A recently released Goldman Sachs crypto report garnered huge attention from the crypto space, and no not in a positive sense and Winklevoss twins are top of the bashers list.
The report outlined five key reasons as to why cryptocurrency cannot be classified as an asset and an appropriate investment. This whole episode has led to the formation of new enemies for Goldman Sachs in the crypto industry.
Goldman Sachs crypto report bashed by community
Goldman Sachs crypto report states that security that depends upon the fact that whether anybody else is interested in paying a higher price for it does not deem to be a suitable investment for their clients.
Moreover, the bank also pointed out the popularity of cryptocurrency with the hedge funds claiming that though hedge funds might find trading with cryptocurrencies attractive due to their high volatility, however; this allure does not deem to be reliable investment rationale.
The report and the claims made in the report sparked ire from cryptocurrency enthusiasts. Many of them responded on Twitter. Tyler was the one to respond to the report bashing it on Twitter while Cameron simply endorsed the statements by retweeting the same.

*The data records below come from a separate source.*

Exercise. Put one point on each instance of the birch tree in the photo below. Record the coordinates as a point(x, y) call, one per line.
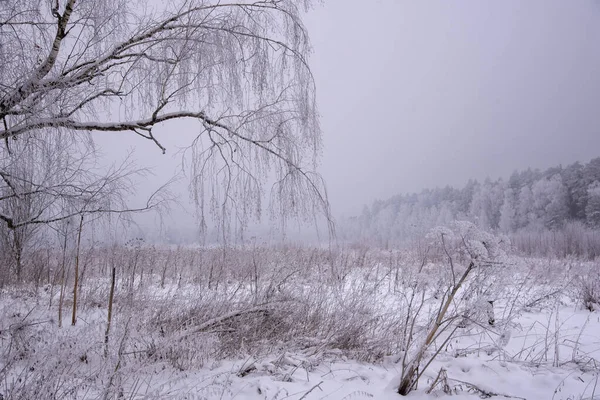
point(238, 70)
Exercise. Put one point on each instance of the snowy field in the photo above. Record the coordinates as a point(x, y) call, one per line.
point(291, 323)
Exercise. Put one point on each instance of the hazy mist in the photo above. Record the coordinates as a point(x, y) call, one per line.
point(420, 94)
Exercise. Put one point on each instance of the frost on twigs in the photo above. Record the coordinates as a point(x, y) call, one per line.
point(239, 71)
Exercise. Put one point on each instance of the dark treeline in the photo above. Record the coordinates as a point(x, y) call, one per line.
point(537, 209)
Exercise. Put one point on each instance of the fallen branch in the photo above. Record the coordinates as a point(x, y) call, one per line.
point(485, 394)
point(213, 322)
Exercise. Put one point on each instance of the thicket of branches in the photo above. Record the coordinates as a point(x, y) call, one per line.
point(74, 69)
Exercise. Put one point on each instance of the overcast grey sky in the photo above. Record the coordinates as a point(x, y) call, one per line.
point(417, 94)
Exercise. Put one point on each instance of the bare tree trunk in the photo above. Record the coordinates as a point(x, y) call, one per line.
point(62, 281)
point(410, 375)
point(74, 316)
point(111, 297)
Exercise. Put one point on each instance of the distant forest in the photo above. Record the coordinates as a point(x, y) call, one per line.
point(533, 207)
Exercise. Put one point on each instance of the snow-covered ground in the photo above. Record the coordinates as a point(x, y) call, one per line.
point(285, 326)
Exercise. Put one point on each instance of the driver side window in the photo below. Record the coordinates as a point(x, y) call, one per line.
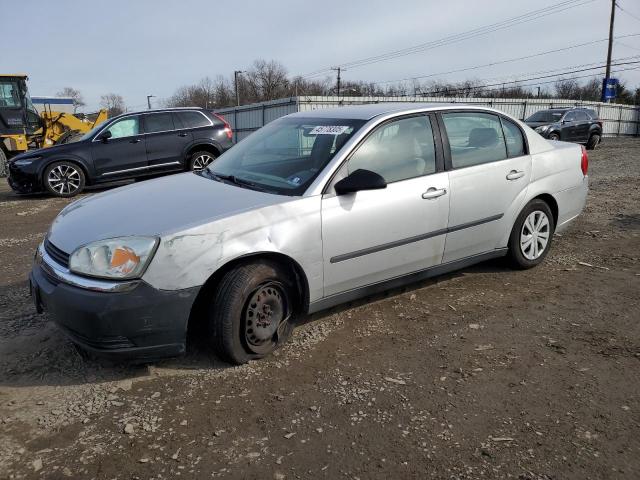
point(398, 150)
point(127, 127)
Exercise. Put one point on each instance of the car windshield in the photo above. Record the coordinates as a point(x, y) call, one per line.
point(549, 116)
point(92, 132)
point(285, 156)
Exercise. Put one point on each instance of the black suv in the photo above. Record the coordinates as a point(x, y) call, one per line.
point(579, 125)
point(128, 146)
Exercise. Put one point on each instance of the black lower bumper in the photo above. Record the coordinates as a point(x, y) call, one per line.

The more I think about it, the Goldman report is probably a head fake. Seems like something the vampire squid would do. They’re probably rebranding to ‘Goldman Stacking Sats’ as we speak.
— Tyler Winklevoss (@tyler) May 27, 2020
Goldman furthermore compared the popularity of cryptocurrency in 2017 to Dutch tulip mania which occurred back in the 17th century and is by far the most popular instance of the speculative bubble.
The founder of Quantum Economics, Mati Greenspan in note stated that Goldman Sachs has disappointed the crypto community that was expecting the bank to come out with the good news of bullish trend on the world’s leading digital asset. Moreover, he stated that maybe Goldman is attempting to jawbone Bitcoin, in order to buy more for them at a lower rate.